# Mummified bat id



## Shell195 (May 31, 2007)

My daughters boyfriend is a fabricator and while they were working last week they found the mummified remains of this bat in an underground duct in Lancashire. To me it looks like the remains of a fruit bat but how the hell did it get there ? or do we get bats in this country this big?


----------



## saxon (Feb 26, 2007)

Get in touch with the bat preservation people they should know what it is and whether it should have been where it was!


----------



## gazz (Dec 9, 2006)

IMO looks a bit big for any UK bats, Maybe send it to London museum for ID.


----------



## Nix (Jan 23, 2008)

Yep looking too big for any of the current species of UK bats. I would get it to an expert for preservation and identification.


----------



## Shell195 (May 31, 2007)

Its not a bat!!

Bat Conservation Trust wrote "Hiya Michelle, Sorry for the late reply. We've been studying this for a while and we don’t think it can be a bat. Bats fingers have evolved to become the digits within the wing with a membrane covering them which enables them to fly and in this picture there are definitely two sets of claws which bats do not have. We would assume it is some sort of rodent but cannot be sure of any definitive answer. We’d suggest taking the animal to your local Natural History Museum, they may have a specialist who will be able to ID it for you."


----------



## Lenor (Jul 24, 2009)

Could it be a cat/kitten? head right sort of shape, feet look a bit like cats paws, and the teeth are totally wrong for a rodent but right for a cat... definitely some sort of carnivorous/semi-carnivorous animal with those teeth....

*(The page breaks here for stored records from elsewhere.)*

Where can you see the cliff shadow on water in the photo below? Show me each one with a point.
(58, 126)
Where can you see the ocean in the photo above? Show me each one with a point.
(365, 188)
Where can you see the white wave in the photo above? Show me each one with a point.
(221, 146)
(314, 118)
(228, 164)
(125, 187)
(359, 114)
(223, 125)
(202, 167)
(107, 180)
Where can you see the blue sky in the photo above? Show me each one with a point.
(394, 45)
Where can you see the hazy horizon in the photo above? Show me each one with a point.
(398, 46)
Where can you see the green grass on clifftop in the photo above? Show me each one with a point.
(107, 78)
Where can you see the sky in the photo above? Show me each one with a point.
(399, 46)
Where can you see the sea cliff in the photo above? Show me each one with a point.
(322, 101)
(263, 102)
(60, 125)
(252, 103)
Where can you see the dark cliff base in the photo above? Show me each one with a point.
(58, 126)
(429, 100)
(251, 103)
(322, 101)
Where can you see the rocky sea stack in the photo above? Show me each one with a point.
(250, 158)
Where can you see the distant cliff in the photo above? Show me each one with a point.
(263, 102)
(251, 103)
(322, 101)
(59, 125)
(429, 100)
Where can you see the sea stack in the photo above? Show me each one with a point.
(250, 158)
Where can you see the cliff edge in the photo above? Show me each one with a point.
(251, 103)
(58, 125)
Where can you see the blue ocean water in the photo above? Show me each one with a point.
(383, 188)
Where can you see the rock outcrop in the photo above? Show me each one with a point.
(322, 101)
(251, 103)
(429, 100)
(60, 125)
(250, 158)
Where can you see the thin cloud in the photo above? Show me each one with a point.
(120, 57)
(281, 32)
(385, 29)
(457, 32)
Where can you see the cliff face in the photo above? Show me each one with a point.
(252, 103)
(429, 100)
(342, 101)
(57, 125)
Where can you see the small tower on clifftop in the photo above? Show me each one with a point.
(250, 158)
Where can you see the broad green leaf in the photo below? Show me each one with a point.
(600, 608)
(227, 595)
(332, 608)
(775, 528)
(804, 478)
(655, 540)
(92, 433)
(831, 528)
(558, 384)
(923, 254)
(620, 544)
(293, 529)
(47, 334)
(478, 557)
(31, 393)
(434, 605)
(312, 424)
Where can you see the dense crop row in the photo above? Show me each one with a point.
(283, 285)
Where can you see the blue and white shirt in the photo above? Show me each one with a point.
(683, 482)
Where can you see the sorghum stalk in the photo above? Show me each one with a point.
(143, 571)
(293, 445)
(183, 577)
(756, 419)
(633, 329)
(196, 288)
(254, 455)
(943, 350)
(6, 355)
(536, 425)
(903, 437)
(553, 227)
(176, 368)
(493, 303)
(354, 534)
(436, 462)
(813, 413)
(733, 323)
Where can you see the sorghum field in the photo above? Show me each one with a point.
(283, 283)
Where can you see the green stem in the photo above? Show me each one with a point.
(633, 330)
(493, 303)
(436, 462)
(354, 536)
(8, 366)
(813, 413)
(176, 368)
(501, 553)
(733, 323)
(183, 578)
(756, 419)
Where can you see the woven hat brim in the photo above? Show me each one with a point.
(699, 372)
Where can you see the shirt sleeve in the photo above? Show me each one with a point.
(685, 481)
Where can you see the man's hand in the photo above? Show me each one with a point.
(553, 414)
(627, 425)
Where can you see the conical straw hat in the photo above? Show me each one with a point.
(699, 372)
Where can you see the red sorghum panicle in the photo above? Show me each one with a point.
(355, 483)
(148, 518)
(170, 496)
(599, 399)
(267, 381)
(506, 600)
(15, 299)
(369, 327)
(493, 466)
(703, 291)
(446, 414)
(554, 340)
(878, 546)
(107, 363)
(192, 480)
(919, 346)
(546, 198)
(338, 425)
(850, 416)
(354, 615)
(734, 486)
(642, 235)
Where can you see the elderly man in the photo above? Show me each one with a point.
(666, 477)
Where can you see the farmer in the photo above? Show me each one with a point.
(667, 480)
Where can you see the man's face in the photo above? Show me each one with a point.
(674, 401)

It's kinda morbid but this and the recent thread about the drowned animal I've kinda enjoyed playing "guess the dead body". Hmmm... bit worrying what that says about me......


----------



## Shell195 (May 31, 2007)

Lenor said:


> Could it be a cat/kitten? head right sort of shape, feet look a bit like cats paws, and the teeth are totally wrong for a rodent but right for a cat... definitely some sort of carnivorous/semi-carnivorous animal with those teeth....
> 
> *It's kinda morbid but this and the recent thread about the drowned animal I've kinda enjoyed playing "guess the dead body". Hmmm... bit worrying what that says about me......[/*QUOTE]
> 
> ...


----------



## rimonex (Dec 21, 2010)

Could you take a close up picture of the teeth please? That'd probably be the easiest way to get an ID.


----------



## LiquidOnyx (Aug 23, 2011)

Looks like a kitten to me. The skull looks exactly like one I own, and the paws are very cat-like.


----------



## jay1122 (Jun 26, 2011)

i sy cat lol


----------



## SnickersTheFirst (Jul 19, 2011)

It does look very cat/kitten like...poor thing. 

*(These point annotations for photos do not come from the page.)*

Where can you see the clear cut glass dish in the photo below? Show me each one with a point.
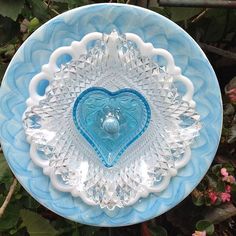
(62, 184)
(112, 126)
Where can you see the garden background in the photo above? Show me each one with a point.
(210, 209)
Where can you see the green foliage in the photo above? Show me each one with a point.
(36, 225)
(24, 215)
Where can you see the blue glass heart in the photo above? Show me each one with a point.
(111, 121)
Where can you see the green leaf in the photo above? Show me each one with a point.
(5, 173)
(11, 8)
(36, 225)
(198, 201)
(39, 10)
(233, 193)
(158, 231)
(8, 29)
(216, 169)
(204, 225)
(183, 13)
(10, 216)
(216, 22)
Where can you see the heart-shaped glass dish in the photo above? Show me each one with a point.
(151, 28)
(142, 129)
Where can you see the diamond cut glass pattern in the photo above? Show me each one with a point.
(166, 126)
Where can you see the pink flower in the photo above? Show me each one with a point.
(224, 172)
(227, 188)
(199, 233)
(225, 197)
(213, 197)
(229, 179)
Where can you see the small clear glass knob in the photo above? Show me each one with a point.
(111, 124)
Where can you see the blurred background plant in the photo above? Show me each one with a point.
(210, 210)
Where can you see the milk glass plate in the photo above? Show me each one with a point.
(110, 114)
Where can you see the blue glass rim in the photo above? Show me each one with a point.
(151, 27)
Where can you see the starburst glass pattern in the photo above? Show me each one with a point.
(147, 165)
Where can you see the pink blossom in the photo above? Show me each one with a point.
(225, 197)
(229, 179)
(213, 197)
(227, 188)
(199, 233)
(224, 172)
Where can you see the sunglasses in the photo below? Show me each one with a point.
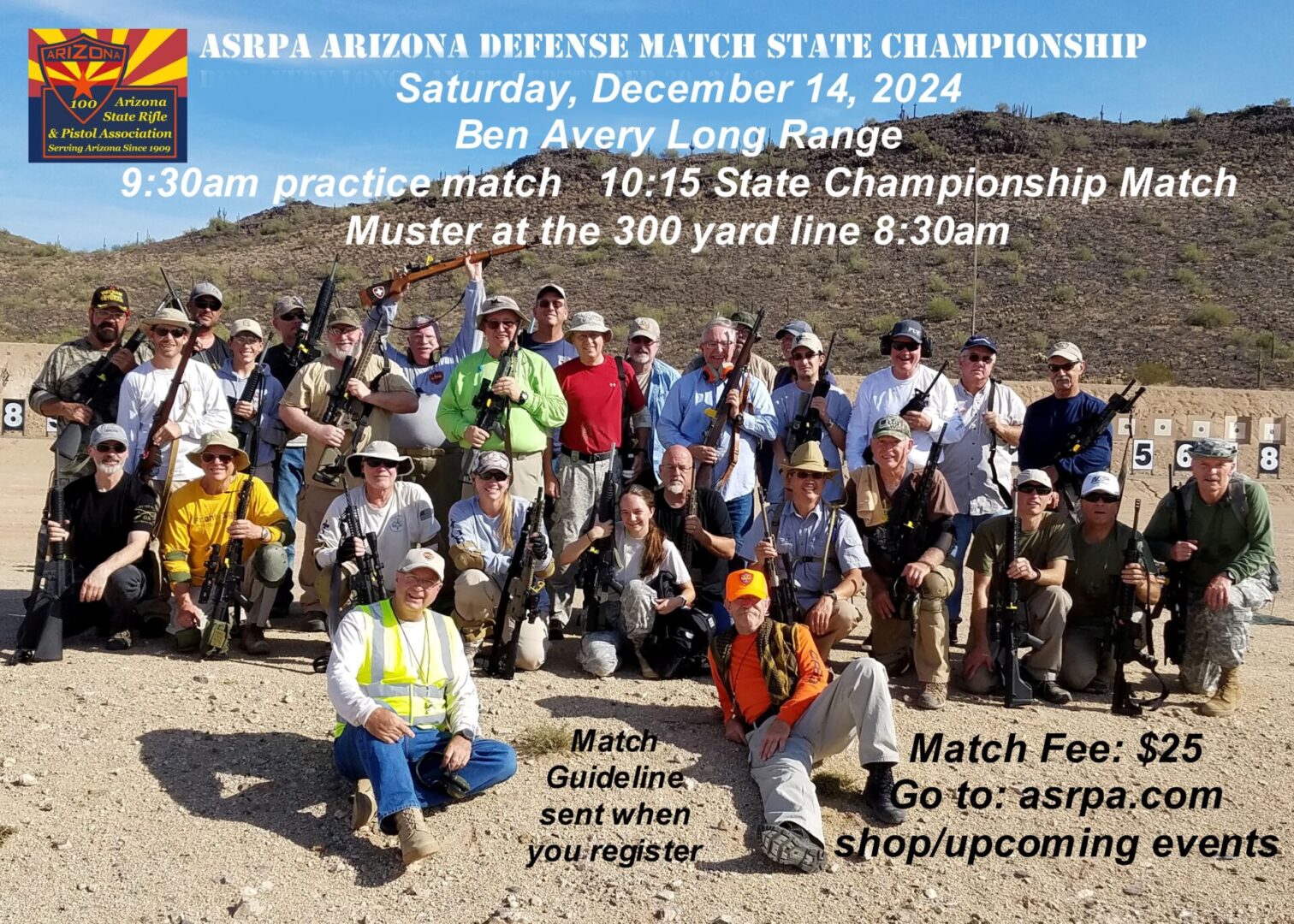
(1100, 497)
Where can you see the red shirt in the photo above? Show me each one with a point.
(594, 412)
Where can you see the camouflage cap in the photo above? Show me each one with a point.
(1213, 448)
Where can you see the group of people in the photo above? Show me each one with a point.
(763, 549)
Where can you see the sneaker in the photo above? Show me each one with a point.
(1051, 691)
(879, 797)
(791, 845)
(365, 805)
(254, 641)
(933, 696)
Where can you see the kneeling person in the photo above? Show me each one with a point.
(484, 532)
(408, 709)
(774, 690)
(201, 519)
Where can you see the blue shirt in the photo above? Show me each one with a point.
(689, 412)
(1048, 421)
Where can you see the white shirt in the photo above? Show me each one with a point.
(407, 520)
(880, 395)
(199, 409)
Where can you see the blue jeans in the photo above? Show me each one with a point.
(358, 755)
(965, 524)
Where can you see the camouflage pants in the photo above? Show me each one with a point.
(1220, 639)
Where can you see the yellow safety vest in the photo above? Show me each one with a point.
(386, 674)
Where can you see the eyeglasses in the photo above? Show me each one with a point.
(1100, 497)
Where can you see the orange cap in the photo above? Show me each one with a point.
(747, 583)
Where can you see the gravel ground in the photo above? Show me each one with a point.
(149, 787)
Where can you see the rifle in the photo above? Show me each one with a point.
(413, 272)
(806, 427)
(910, 537)
(1124, 637)
(224, 589)
(151, 457)
(722, 414)
(346, 412)
(1007, 626)
(306, 347)
(520, 598)
(98, 390)
(1089, 429)
(922, 398)
(776, 572)
(490, 408)
(40, 637)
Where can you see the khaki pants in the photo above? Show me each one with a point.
(477, 598)
(854, 707)
(1046, 613)
(315, 504)
(927, 643)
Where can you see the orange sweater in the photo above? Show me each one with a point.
(752, 693)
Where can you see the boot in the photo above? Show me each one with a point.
(416, 840)
(1227, 699)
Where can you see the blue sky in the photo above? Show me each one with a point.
(328, 116)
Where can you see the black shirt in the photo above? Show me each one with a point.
(103, 520)
(708, 570)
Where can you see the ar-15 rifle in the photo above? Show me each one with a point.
(40, 637)
(776, 572)
(722, 413)
(224, 588)
(306, 347)
(1007, 626)
(151, 457)
(808, 427)
(490, 408)
(1124, 636)
(910, 535)
(1089, 429)
(348, 413)
(520, 601)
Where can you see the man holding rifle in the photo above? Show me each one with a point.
(1038, 570)
(63, 388)
(383, 390)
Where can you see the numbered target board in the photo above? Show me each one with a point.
(15, 416)
(1270, 459)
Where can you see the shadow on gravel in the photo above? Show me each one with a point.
(300, 775)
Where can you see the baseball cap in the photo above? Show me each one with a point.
(108, 431)
(1033, 477)
(745, 583)
(644, 326)
(1066, 351)
(1100, 482)
(206, 289)
(422, 558)
(980, 341)
(110, 297)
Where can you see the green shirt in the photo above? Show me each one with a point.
(1227, 545)
(1046, 544)
(1092, 578)
(528, 424)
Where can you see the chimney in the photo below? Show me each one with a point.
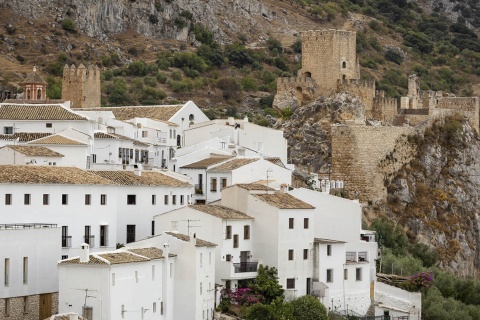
(193, 239)
(84, 253)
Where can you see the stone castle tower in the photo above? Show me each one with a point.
(329, 56)
(81, 86)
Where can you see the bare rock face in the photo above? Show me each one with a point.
(159, 19)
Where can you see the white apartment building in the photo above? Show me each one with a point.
(28, 267)
(267, 141)
(133, 283)
(101, 208)
(236, 260)
(193, 273)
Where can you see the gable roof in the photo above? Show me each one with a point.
(283, 201)
(233, 164)
(221, 212)
(34, 151)
(184, 237)
(57, 139)
(20, 174)
(37, 112)
(129, 178)
(24, 136)
(205, 163)
(163, 113)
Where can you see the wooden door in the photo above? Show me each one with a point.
(45, 306)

Would be good if you got an ID done at a museum or something so we could know for sure.


----------



## corvid2e1 (Jan 21, 2007)

Skull looks right for a cat, but hard to be sure without closer pictures. "wings" seem to be quite common in unidentified mumified or rotting animals and are usuauly just sections of skin dried in unusual posisions.


----------



## Shell195 (May 31, 2007)

I cant get any more pics as its my daughters boyfriends find and he gave it to his friends daughter for school:bash:
Corvid, I can see what you mean about the wings being skin. The eye sockets look wrong for a cat but it could be because there is still skin attached to the skull.


----------



## Amalthea (Oct 2, 2007)

That's a really interesting find!!


----------